How do parents and students sign up for the program?
Consent forms are distributed by the school liaison to every student. Parents wanting to enroll their child in the program should complete the form and return it directly to the school liaison. Parents can also obtain a consent form by contacting OHIP at 1-866-916-OHIP (6447) or by downloading a copy HERE.
What is the advantage of providing dental care within the structure of a school?
Offering on-location dental services will have a major impact on one of our student’s greatest health issues. Because dental visits can be scary for kids, getting care in a familiar place eases that anxiety. In signing the parental consent, we are able to perform follow-up treatment including cleanings, exams, fillings, ect. in the child’s school.
Why is there a Dental Crisis among school age students?
Lack of finances, education, and transportation has led to a dental crisis resulting in 51 million hours of lost school hours per year in the United States. According to Oral Health in America: A Report of the Surgeon General, kids that suffer from dental issues are insecure and don’t talk, smile, or participate as often in school activities. Thus, dental disease is a “silent epidemic” because it often goes unnoticed in schools, children have limited access to dental exams, and they lack education about oral care and treatment options.
Which kids are at greatest risk?
Children from low-income families have the most dental problems.

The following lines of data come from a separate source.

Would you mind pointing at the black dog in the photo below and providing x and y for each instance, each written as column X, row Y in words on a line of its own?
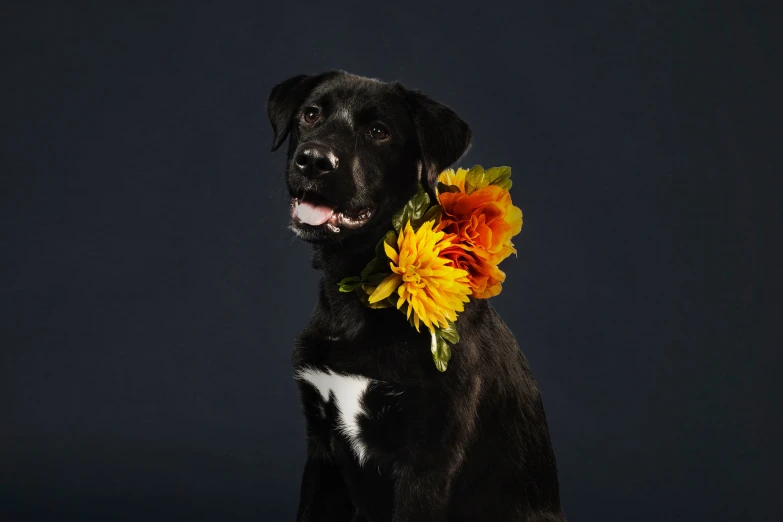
column 390, row 438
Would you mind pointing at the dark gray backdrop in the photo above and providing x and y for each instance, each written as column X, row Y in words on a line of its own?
column 151, row 290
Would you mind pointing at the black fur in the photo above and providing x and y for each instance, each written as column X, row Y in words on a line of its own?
column 470, row 444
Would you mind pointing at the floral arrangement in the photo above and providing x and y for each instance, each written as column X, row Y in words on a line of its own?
column 440, row 255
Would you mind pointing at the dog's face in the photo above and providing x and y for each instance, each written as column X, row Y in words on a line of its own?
column 357, row 149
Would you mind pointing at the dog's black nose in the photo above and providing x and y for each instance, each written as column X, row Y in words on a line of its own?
column 315, row 160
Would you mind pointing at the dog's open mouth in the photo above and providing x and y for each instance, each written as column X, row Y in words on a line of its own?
column 314, row 210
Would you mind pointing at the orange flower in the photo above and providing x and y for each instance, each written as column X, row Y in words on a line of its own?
column 484, row 221
column 484, row 278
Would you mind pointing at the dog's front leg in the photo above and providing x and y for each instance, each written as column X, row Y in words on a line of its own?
column 323, row 496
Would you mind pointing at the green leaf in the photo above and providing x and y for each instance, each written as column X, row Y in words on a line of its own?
column 364, row 296
column 441, row 352
column 477, row 178
column 434, row 213
column 413, row 210
column 442, row 187
column 349, row 284
column 474, row 179
column 391, row 239
column 450, row 333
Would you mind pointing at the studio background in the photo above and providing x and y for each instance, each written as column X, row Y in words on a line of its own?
column 151, row 291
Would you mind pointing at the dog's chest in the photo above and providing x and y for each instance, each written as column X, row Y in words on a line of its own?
column 363, row 412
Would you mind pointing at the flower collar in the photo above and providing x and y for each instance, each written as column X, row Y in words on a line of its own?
column 438, row 256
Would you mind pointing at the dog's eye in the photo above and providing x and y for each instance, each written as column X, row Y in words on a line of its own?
column 378, row 132
column 311, row 115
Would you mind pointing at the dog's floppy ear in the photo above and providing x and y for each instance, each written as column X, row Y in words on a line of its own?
column 443, row 136
column 285, row 99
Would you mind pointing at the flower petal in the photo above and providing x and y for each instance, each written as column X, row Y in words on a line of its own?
column 387, row 286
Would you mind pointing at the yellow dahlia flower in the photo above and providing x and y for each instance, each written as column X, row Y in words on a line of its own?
column 432, row 286
column 449, row 177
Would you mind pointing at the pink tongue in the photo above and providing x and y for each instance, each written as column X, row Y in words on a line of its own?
column 313, row 214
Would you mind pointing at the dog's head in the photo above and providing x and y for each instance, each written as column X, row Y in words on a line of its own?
column 357, row 149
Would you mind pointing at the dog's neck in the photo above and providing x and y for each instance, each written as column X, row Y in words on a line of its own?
column 338, row 261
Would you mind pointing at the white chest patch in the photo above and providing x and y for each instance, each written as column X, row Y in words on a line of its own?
column 348, row 391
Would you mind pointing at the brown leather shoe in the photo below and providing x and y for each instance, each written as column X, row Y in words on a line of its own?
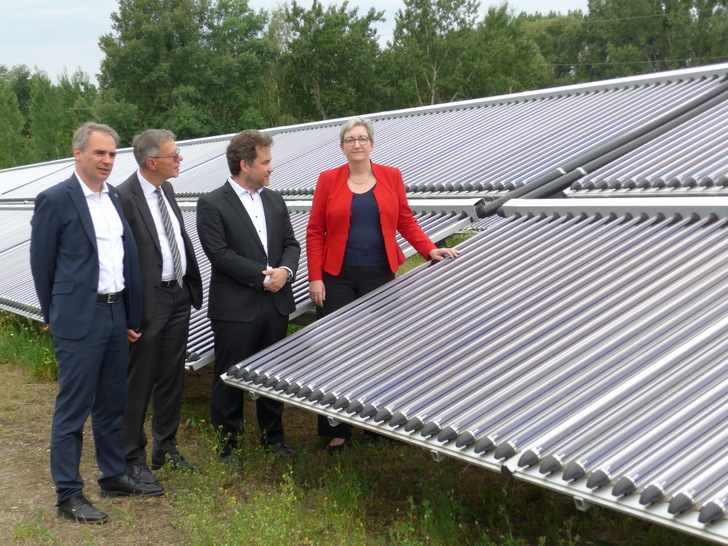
column 128, row 486
column 141, row 473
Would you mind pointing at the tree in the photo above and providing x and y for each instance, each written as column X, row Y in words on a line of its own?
column 638, row 36
column 330, row 62
column 507, row 60
column 560, row 39
column 432, row 46
column 56, row 111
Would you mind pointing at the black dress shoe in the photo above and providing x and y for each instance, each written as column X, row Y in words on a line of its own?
column 233, row 462
column 170, row 460
column 141, row 473
column 80, row 509
column 333, row 450
column 282, row 450
column 128, row 486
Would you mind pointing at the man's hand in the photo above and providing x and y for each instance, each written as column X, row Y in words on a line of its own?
column 278, row 278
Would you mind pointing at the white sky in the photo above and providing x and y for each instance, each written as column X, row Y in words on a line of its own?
column 52, row 36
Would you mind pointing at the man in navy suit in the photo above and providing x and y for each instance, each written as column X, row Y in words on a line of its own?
column 246, row 232
column 171, row 284
column 85, row 268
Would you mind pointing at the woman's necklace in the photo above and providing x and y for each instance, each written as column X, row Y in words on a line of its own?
column 366, row 179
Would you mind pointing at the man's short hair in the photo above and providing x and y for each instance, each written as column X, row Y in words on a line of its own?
column 147, row 144
column 80, row 137
column 243, row 147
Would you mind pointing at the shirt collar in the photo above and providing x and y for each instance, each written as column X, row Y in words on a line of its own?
column 147, row 187
column 87, row 191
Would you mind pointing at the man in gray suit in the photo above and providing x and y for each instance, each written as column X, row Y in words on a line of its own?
column 246, row 232
column 171, row 283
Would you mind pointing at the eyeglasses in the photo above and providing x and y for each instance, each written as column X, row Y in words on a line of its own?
column 176, row 157
column 363, row 141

Forty-one percent (41%) of third graders have untreated tooth decay and fourteen percent (14%) suffer from pain and infection. The Surgeon General reports that children from low income families suffer from twice as many cavities as middle-class children. Lower income children are less likely to receive treatment because they may be uninsured and their parents cannot take time off to bring them to a dentist.
What are the long term benefits of providing quality dental care for school age students?
Kids exposed to quality dental care are proud of their teeth and smiles. Higher self-esteem means greater confidence in all aspects of school and life. The habits that children learn through the program are brought home to their families and, over time, to their own children. This helps “break the chain of dental disease.” Students who have been through our program are more likely to pursue dental careers, which can help ease the dental shortage and, in turn, provide more high-quality care for communities.